Rezensionsnotiz zu Neue Zürcher Zeitung, 03.09.2005

Die Rezensentin Susanne Ostwald kann sich kaum erwärmen für Williams Boyds fiktives Tagebuch des Logan Mountstuart. Denn obwohl Boyd besagtem Mountstuart ein ereignisreiches Leben andichte, führe dieser Ereignisreichtum zur "zunehmenden Ermattung" des Lesers. Mountstuart tauche immer da auf, wo sich gerade das Rad der Geschichte drehe, was die Rezensentin an "Forrest Gump" erinnert, doch im Gegensatz zur Ironie des Films scheint es Boyd mit seinem Szenario ernst zu sein. Der Roman verfehle laut Rezensentin das Klassenziel gleich in mehrerlei Disziplinen. Formal scheitere der Roman vor allem an der Wahl des Tagebuchs als erzählerisches Medium. Denn die Form des Tagebuchs tauge einfach nicht für Boyds Zwecke, der beabsichtige, die Historie zum Hintergrund zu machen, vor dem sich Boyds Lebensgeschichte abspielt. Dadurch obliege es nämlich dem Tagebuchschreiber, historische Abrisse in seine Aufzeichnungen zu mischen, was so überfrachtet wie unglaubwürdig wirke. Auch Mountstuarts Begegnungen mit den Großen der Kunstwelt (etwa Pablo Picasso, Ernest Hemingway oder Virginia Woolf) gerate "dürr und leblos" und komme somit wie eine "bloße Parade von grossen Namen und historischen Ereignissen" daher. Auch von einer "Reifung des Schreibers" ,immerhin verstreichen 68 Jahre zwischen Beginn und Ende des Tagebuchs, könne nicht die Rede sein. Und schließlich werde das Tagebuch dem Romanuntertitel, der Intimes verspreche, auch nicht gerecht, da es sich lese, als sei es von Anfang an der Publikation bestimmt gewesen (was nicht gerade zur Glaubwürdigkeit beitrage). Als Fazit hält es die Rezensentin mit Wilhelm Busch: "Du siehst Logans (massgeschneiderte) Weste, nicht aber sein Herz."

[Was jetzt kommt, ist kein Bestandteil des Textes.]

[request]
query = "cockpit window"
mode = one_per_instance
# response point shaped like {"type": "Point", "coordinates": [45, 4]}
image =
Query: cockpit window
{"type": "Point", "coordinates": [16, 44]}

Rezensionsnotiz zu Frankfurter Rundschau, 19.08.2005

Ganz zum Schluss hat Barbara von Becker den Helden dieses Tagebuchromans dann doch schätzen gelernt. Doch bis dahin sind 66 Jahre vergangen und mehr als 500 Seiten, bei denen sie sich nicht sicher war, ob William Boyds Experiment, einen Roman in Form eines Tagebuchs zu schreiben, wirklich geglückt ist. Dabei fährt Boyd einiges auf, wie Becker erzählt: Held ist Logan Mountstuart, der zunächst frühen Ruhm als Shelley-Biograf erlang, in den englischen Landadel einheiratete, als Berichterstatter in den Spanischen Bürgerkrieg ging, Leutnant beim Secret Service wurde und schließlich als Kunsthändler dem internationalen Jetset frönte. Ein ganzes "Panorama der Moderne und Postmoderne" entwerfe Boyd hier, das Virginia Woolf, Ernest Hemingway, Jackson Pollock und Pablo Picasso umfasse, drei Ehefrauen natürlich und zum Schluss gar britische RAF-Sympathisanten. Nur langsam reife Mountstuart von einer Figur zu einem Charakter heran, bedauert die Rezensentin, zu oft sah sie die Notate in dandyhafter Nonchalance oder schlichter Eintönigkeit haften bleiben. Aber schließlich ist sie doch versöhnt mir diesem Mann, der sein Leben lang dem "eigenen Künstlertum" vergeblich hinterhereilte.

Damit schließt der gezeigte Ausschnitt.